# Wearing of "team/roto" patches overseas.



## Kokanee (30 Oct 2007)

I've submitted an memo up my chain to allow members of my unit going over on roto to design and wear a "team/roto" patch on our arid combats overseas. Everyone up to my troop commander loves the idea, however they want "prior art" of this being acceptable before taking it to the CO... 

Have purused combat camera and it seems that most of the PRT teams are getting in-country made patches and wearing them, however other than that I can't seem to find any Canadian examples.

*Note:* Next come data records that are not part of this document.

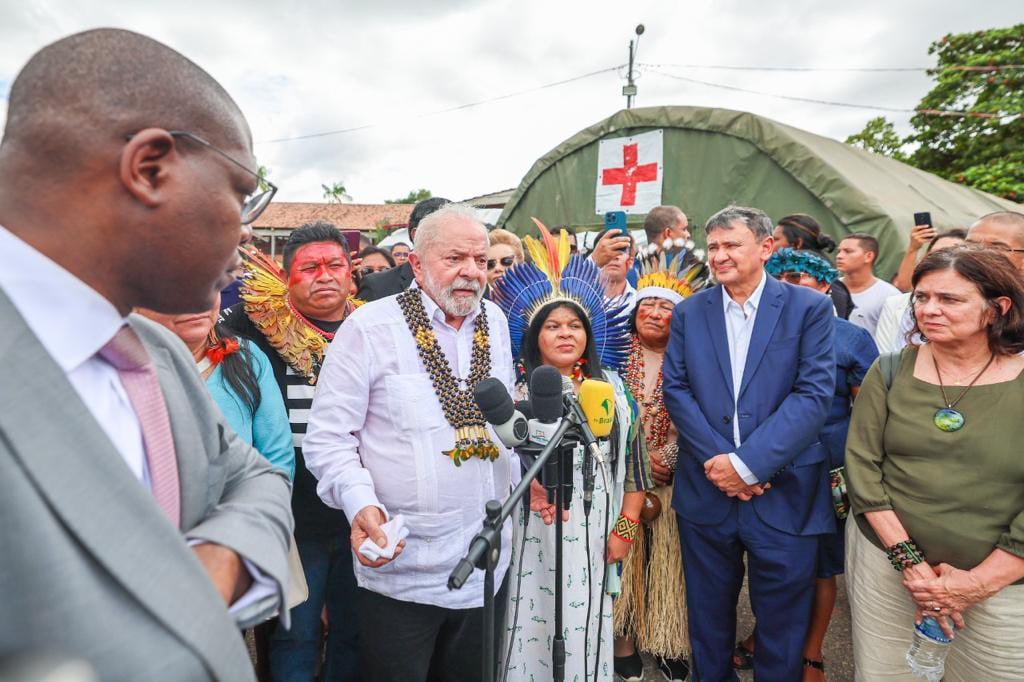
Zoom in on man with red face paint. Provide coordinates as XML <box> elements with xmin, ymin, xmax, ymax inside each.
<box><xmin>224</xmin><ymin>221</ymin><xmax>360</xmax><ymax>682</ymax></box>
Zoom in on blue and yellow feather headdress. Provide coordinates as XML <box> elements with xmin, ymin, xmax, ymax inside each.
<box><xmin>637</xmin><ymin>248</ymin><xmax>710</xmax><ymax>304</ymax></box>
<box><xmin>492</xmin><ymin>218</ymin><xmax>630</xmax><ymax>370</ymax></box>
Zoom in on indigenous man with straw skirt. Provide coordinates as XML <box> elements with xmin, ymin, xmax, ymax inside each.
<box><xmin>613</xmin><ymin>250</ymin><xmax>708</xmax><ymax>682</ymax></box>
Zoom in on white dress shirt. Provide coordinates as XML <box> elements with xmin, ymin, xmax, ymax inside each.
<box><xmin>0</xmin><ymin>226</ymin><xmax>279</xmax><ymax>614</ymax></box>
<box><xmin>302</xmin><ymin>284</ymin><xmax>519</xmax><ymax>608</ymax></box>
<box><xmin>874</xmin><ymin>292</ymin><xmax>921</xmax><ymax>353</ymax></box>
<box><xmin>722</xmin><ymin>271</ymin><xmax>767</xmax><ymax>485</ymax></box>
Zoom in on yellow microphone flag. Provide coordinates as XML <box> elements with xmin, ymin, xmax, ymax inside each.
<box><xmin>579</xmin><ymin>379</ymin><xmax>615</xmax><ymax>438</ymax></box>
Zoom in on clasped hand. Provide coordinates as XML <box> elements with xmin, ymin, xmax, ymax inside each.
<box><xmin>349</xmin><ymin>506</ymin><xmax>406</xmax><ymax>568</ymax></box>
<box><xmin>903</xmin><ymin>563</ymin><xmax>994</xmax><ymax>635</ymax></box>
<box><xmin>705</xmin><ymin>454</ymin><xmax>771</xmax><ymax>502</ymax></box>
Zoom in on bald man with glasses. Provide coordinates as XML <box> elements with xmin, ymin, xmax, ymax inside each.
<box><xmin>0</xmin><ymin>29</ymin><xmax>293</xmax><ymax>682</ymax></box>
<box><xmin>967</xmin><ymin>211</ymin><xmax>1024</xmax><ymax>271</ymax></box>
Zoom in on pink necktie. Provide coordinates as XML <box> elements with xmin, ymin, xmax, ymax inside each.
<box><xmin>99</xmin><ymin>325</ymin><xmax>181</xmax><ymax>526</ymax></box>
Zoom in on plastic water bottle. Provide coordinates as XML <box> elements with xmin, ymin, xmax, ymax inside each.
<box><xmin>906</xmin><ymin>615</ymin><xmax>951</xmax><ymax>682</ymax></box>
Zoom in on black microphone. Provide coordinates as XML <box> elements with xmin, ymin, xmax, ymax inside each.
<box><xmin>529</xmin><ymin>365</ymin><xmax>562</xmax><ymax>504</ymax></box>
<box><xmin>473</xmin><ymin>377</ymin><xmax>529</xmax><ymax>447</ymax></box>
<box><xmin>561</xmin><ymin>377</ymin><xmax>601</xmax><ymax>516</ymax></box>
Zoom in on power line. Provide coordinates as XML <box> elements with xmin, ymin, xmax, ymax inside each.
<box><xmin>653</xmin><ymin>69</ymin><xmax>1021</xmax><ymax>119</ymax></box>
<box><xmin>256</xmin><ymin>63</ymin><xmax>626</xmax><ymax>144</ymax></box>
<box><xmin>640</xmin><ymin>63</ymin><xmax>1024</xmax><ymax>73</ymax></box>
<box><xmin>640</xmin><ymin>63</ymin><xmax>928</xmax><ymax>73</ymax></box>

If anyone has gone through this process before, or has examples of previous endeavours, It would be appreciated.

Thanks.


----------



## McG (30 Oct 2007)

I saw no such thing on my tour.  You may be seeing the ISAF patch when you go through Combat Camera.


----------



## JSR OP (30 Oct 2007)

There were all kinds of patches on Roto 3 in addition to the ISAF one.  I was at the PRT, and we had a patch.  Lets see...The medics had a "starlight" patch, JPCC had a patch, the UAV guys had a patch, the MPs had a patch.  I think the ASIC guys had one too.


----------



## dapaterson (30 Oct 2007)

CFP 265.  Canadian Forces Dress Instructions.  Might be a place to start.


----------



## lou-reed (30 Oct 2007)

I was on R3.  Most units, and sub-units had patches made.  However, they were not officially authorized to wear them- although they often did.  I do beleive that only the ISAF, PRT, TCCC, and Starlight patches were authorized.  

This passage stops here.